Les miles... On aurait tué pour en avoir. La crise est passée par là. Les hommes en gris du contrôle de gestions, les cost killers de tous poils sont passé par là. Tous ces jeanfoutres qui voyagent accompagnés avec FRAM à Louxor ou à Djerba la douce. Qui ne connaissent rien au plaisir d'un verre de Zinfandel de chez Coppola-Niebaum sur le chemin de Newark (EWR, pour les connaisseurs). Ils se sont posés tant de questions. L'avion c'est cher, faut réduire les coûts. Le genre qui essaient de te convaincre que franchement la Business, c'est superfétatoire. Indécent. Et que treize heures en position foetale, c'est pas grave, tant que ça coûte moins à la Firme. Tant pis pour la phlébite, la thrombose. Et le fait qu'un Paris-Singapour sans sommeil ajouté au décalage horaire n'est pas le garant de la performance optimale du cadre en mission sur le terrain.

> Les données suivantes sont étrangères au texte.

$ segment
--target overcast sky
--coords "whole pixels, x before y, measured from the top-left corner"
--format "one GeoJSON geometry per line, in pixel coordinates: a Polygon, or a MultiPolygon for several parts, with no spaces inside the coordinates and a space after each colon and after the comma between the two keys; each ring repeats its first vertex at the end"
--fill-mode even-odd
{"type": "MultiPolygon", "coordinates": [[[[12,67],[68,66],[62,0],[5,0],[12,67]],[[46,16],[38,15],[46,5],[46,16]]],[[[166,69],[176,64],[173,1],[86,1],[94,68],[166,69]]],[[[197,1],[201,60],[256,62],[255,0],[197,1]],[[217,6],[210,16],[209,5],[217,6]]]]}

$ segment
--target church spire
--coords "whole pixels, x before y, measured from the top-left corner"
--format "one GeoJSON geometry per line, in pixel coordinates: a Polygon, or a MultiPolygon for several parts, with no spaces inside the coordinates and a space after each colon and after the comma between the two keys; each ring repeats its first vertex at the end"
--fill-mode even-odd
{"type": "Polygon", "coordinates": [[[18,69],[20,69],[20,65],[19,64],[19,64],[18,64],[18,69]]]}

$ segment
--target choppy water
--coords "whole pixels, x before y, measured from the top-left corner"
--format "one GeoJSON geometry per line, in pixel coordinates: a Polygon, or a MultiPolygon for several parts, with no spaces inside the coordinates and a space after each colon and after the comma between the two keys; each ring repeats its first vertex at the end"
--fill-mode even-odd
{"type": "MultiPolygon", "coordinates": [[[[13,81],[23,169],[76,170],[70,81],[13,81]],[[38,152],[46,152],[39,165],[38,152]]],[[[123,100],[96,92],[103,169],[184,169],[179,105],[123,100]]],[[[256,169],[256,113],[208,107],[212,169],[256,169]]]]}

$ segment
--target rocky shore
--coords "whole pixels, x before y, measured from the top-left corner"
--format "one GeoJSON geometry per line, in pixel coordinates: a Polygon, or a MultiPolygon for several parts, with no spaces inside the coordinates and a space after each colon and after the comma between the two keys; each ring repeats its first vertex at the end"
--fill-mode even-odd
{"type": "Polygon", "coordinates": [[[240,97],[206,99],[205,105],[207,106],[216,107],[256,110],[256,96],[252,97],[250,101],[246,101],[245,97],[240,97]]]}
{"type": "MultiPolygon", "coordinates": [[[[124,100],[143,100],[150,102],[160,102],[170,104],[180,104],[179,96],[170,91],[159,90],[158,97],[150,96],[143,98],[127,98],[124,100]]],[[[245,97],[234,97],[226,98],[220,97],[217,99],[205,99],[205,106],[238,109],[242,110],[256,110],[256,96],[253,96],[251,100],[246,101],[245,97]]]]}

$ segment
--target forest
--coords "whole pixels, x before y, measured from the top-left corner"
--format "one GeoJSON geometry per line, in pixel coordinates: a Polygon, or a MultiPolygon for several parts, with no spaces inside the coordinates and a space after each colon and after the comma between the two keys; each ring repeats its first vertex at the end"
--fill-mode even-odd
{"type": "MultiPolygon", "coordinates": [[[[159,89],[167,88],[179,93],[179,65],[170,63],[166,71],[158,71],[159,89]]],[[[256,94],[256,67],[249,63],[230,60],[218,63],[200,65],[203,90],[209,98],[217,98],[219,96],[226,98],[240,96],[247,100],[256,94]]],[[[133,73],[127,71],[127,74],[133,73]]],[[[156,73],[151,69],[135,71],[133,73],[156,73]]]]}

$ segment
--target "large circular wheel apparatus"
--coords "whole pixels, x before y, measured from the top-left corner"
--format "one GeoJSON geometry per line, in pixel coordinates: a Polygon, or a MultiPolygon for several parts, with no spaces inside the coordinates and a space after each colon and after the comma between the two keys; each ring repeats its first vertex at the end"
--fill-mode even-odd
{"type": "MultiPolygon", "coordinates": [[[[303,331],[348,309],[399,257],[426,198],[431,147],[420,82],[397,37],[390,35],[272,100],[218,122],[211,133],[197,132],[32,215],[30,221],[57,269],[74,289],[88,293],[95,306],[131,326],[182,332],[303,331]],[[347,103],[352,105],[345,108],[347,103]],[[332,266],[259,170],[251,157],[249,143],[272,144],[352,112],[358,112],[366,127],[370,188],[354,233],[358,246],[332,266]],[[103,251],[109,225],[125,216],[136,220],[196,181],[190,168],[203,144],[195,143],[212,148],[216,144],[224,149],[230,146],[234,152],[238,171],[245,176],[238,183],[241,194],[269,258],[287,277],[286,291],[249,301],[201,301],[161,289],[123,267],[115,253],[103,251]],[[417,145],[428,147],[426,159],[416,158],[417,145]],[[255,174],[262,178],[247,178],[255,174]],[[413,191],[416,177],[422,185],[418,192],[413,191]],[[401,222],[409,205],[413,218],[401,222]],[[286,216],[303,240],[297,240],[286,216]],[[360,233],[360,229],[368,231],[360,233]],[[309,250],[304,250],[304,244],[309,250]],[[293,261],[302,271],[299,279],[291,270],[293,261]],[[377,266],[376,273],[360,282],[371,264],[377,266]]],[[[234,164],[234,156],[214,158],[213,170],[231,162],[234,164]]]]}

Les coûts coupés, avec le 11 septembre, la crise, la hausse du prix du pétrole, etc, etc... Les voyages se raréfièrent, du moins les voyages monogames. Ceux où le voyageur n'est marié qu'à UNE SEULE compagnie aérienne. Pour le plus grand bien de son compte de miles personnel. Il y eut même des Firmes qui récupérèrent les miles accumulés, arguant du prétexte fallacieux que payant les vols, les miles leur revenaient de droit. Oubliant juste au passage qu'il n'est pas forcément agréable pour la vie familiale de se lever à 4h45 pour attraper le vol de 6h55, tout ça pour rentrer chez soi vers 22h30, retard au décollage compris.
Moins de miles, moins de privilèges. Fréquence Plus était devenu Flying Blue. La carte argentée portait la mention "élite", la dorée, la mention "élite plus"... Flattez moi, Blase!!!! Moins de miles et la dégradation inéluctable. Moins de voyages aussi parce que nouvelles orientations professionnelles. Où le voyage est moins crucial. Parce qu'on se lasse de tout, aussi. Parce que pour un Paris-Tokyo, il faut faire beaucoup de Paris-Genève ou Milan.
Un jour vous recevez le courrier avec la dernière carte. Ivory. Vous êtes revenus au point de départ. Il y a dix ans, j'en aurai pleuré. Cette fois, ça ne m'a rien fait du tout. J'ai dû grandir.
Enjoy!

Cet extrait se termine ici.